Назавтра, около полудня, Сидда проснулась от громкого, ужасно фальшивого пения. На веранде стояли Уэйд Конен и Мэй Соренсен и во всю мочь орали старые мелодии диско все то время, пока Сидда выбиралась из постели, чтобы открыть им дверь. «Я люблю ночную жизнь! Я танцую буги-вуги!» — завывали они под сонным взглядом Сидды.

Короткий ежик волос дыбом стоял на голове Мэй. Длинные белокурые пряди Уэйда лежали на плечах и доходили до лопаток, обтянутых хлопчатобумажной футболкой. На Мэй были мешковатые шорты с ярким гавайским рисунком и майка с изображением женщины с потрясенным лицом. В большом пузыре, отходившем от ее головы, чернели слова: «О нет! Я забыла родить детей!»

Каждый держал пакет с продуктами.

— Эй, подруга, — воскликнул Уэйд, — ты запретила Коннору приезжать, а насчет нас не сказала ни слова!

Сидда расцеловала друзей.

— Вы привезли с собой солнце. Просто не верится! Тут все это время беспросветно лил дождь.

— Мы специализируемся в мысленном управлении погодой! — объявила Мэй.

— Рада слышать, — кивнула Сидда.

Уэйд торжественно прошествовал в дом.

— Подлинный северо-запад, хоть к гадалке не ходи! — объявил он.

— Уж будь уверен, — кивнула Мэй. — Мы, Соренсоны, — соль земли.

— Потрясающее место, Мэй, — заметила Сидда, заглядывая в пакет. — Ням-ням. Вкуснятина.

— Мы только надеемся и молимся, что не мешаем глубинному экзистенциальному самоанализу, — фыркнул Уэйд, направляясь на кухню.

— От Коннора, — сообщила Мэй, вытаскивая конверт и две бутылки «Вдовы Клико». — Он велел нам оставить тебя в покое, утверждая, что ты решила общаться исключительно по почте, но когда мы отказались подчиниться, послал это.

Сидда долго изучала конверт, расписанный от руки арабесками и цветочками, подавила крохотную дрожь возбуждения при виде его почерка, но отложила письмо, чтобы прочитать попозже.

— Спасибо. Сейчас поставлю шипучку в холодильник.

— О, мадам Войланска! — воскликнул Уэйд. — Как невыразимо грубо! Ваш возлюбленный посылает эликсир богов, а вы смеете прятать его в темных глубинах холодильника. Наоборот! Мы должны выпить его сейчас. Шампанское очень быстро портится в атмосфере дождевого леса. Не правда ли, о Стервозная Богиня Мая?
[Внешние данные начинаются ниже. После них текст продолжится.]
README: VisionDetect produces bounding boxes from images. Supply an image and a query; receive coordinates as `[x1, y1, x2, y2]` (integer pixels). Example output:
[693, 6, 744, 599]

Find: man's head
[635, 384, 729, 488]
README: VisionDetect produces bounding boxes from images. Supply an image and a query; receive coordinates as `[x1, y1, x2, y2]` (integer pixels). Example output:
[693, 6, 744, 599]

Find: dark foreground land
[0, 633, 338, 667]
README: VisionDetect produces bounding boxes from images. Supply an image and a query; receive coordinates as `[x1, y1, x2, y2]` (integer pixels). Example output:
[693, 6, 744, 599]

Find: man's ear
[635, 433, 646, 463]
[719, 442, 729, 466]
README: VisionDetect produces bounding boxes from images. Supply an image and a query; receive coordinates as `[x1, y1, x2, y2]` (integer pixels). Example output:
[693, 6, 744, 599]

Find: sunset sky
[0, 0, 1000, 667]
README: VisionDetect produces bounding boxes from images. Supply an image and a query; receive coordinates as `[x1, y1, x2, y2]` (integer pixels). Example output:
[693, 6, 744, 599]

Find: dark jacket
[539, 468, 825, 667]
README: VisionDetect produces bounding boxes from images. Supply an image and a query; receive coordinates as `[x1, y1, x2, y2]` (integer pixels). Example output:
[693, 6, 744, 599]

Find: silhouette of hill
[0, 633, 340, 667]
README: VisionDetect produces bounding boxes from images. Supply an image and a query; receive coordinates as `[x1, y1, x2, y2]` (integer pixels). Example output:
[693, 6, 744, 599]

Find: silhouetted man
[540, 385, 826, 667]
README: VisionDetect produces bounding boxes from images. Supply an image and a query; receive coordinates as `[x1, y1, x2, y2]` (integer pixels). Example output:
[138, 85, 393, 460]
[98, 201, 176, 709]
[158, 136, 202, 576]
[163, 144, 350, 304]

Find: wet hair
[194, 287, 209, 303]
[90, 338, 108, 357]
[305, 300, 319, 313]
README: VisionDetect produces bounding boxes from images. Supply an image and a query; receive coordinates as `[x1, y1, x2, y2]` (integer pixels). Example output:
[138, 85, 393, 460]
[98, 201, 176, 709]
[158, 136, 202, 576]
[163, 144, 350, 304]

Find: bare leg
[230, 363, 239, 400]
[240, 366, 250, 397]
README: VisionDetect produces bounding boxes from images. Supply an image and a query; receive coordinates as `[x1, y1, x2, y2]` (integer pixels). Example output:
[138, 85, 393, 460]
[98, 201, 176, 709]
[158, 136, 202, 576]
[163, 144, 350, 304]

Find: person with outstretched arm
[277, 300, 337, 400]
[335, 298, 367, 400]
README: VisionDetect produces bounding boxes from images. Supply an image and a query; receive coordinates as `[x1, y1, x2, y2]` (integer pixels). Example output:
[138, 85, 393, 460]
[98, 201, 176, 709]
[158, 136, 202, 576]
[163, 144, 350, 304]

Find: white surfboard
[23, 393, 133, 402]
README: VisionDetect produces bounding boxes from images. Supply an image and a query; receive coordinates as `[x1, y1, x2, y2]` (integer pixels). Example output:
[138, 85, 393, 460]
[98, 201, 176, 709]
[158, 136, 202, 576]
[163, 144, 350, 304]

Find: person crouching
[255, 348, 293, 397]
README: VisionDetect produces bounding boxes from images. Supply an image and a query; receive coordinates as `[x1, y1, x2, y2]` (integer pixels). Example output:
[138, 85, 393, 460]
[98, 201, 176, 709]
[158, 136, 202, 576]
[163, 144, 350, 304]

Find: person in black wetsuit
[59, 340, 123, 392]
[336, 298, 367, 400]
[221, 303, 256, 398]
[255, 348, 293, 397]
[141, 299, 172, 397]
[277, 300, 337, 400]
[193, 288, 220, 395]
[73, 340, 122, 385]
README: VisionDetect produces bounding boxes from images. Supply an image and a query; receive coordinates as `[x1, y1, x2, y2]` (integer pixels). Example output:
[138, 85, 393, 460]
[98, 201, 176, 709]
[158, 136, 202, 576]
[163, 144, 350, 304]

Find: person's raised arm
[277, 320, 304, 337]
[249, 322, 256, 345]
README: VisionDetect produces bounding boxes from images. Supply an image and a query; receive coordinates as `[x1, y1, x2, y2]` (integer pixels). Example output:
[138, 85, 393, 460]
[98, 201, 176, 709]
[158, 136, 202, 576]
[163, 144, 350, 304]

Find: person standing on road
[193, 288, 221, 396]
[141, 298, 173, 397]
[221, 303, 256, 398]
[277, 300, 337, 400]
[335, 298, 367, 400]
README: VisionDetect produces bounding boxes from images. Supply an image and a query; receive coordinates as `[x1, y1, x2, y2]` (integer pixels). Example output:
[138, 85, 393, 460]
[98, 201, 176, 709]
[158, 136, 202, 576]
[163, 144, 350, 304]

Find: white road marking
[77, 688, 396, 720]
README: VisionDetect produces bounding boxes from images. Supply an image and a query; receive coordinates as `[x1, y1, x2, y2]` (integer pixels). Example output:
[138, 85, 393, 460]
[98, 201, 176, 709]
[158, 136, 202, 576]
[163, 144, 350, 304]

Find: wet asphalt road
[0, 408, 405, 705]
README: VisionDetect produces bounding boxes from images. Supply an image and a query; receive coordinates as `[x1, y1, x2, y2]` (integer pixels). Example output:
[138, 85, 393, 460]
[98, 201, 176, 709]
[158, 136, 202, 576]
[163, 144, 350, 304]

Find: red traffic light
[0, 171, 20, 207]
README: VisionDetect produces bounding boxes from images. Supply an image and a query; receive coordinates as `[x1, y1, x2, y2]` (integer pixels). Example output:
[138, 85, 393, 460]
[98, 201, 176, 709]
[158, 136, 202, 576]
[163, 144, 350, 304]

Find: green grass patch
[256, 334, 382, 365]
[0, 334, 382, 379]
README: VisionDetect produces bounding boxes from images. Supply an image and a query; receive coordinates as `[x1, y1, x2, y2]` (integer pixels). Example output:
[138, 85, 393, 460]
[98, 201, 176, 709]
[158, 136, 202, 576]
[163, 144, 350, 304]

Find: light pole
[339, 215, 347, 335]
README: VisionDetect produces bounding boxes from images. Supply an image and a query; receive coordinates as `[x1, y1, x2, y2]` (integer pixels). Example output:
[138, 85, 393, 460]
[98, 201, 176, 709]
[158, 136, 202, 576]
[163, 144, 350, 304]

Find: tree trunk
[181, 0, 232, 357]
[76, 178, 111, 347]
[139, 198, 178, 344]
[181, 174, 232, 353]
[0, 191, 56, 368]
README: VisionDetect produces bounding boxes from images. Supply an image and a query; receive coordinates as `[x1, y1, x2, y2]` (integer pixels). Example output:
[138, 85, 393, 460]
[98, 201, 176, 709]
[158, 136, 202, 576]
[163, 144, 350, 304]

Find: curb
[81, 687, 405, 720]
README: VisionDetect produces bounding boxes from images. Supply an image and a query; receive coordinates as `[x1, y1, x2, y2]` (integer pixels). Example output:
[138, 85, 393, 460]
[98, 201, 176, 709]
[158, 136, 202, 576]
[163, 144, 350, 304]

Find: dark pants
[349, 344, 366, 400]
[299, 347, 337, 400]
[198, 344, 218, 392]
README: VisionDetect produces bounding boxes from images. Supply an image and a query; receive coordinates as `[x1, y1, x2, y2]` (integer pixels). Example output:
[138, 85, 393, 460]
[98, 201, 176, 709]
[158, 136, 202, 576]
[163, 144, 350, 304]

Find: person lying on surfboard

— Совершенно верно, — подтвердила Мэй.

— Вы оба ужасно напоминаете мою мамашу, — вздохнула Сидда, покачивая головой.

— Твою мать? — переспросила Мэй. — Не знала, что твоя мать была так…

— Такой алкоголичкой? — договорила Сидда.

— Нет, — возразил Уэйд. — Так увлекалась шипучкой.

И разразился весьма вольной, если не сказать вульгарной, интерпретацией песни Билли Холидей «Околдованная, обеспокоенная, озадаченная».

— Хьюэлин, — окликнула Сидда, — наше аскетическое затворничество нарушено!

— Господи! — воскликнула Мэй, выходя на веранду, где нежилась на солнышке Хьюэлин. — Забыла поприветствовать Хьюэллу.

И, вытащив из кармана прессованную косточку, презентовала Хьюэлин.

Они сделали кувшин «Мимозы», нарезали дыню и копченую ветчину и устроились на веранде. Солнце пригревало закинутые на перила ноги Сидды.

— Итак, — начал Уэйд, приподнимая брови, — ранее планируемая свадебная оргия отменена?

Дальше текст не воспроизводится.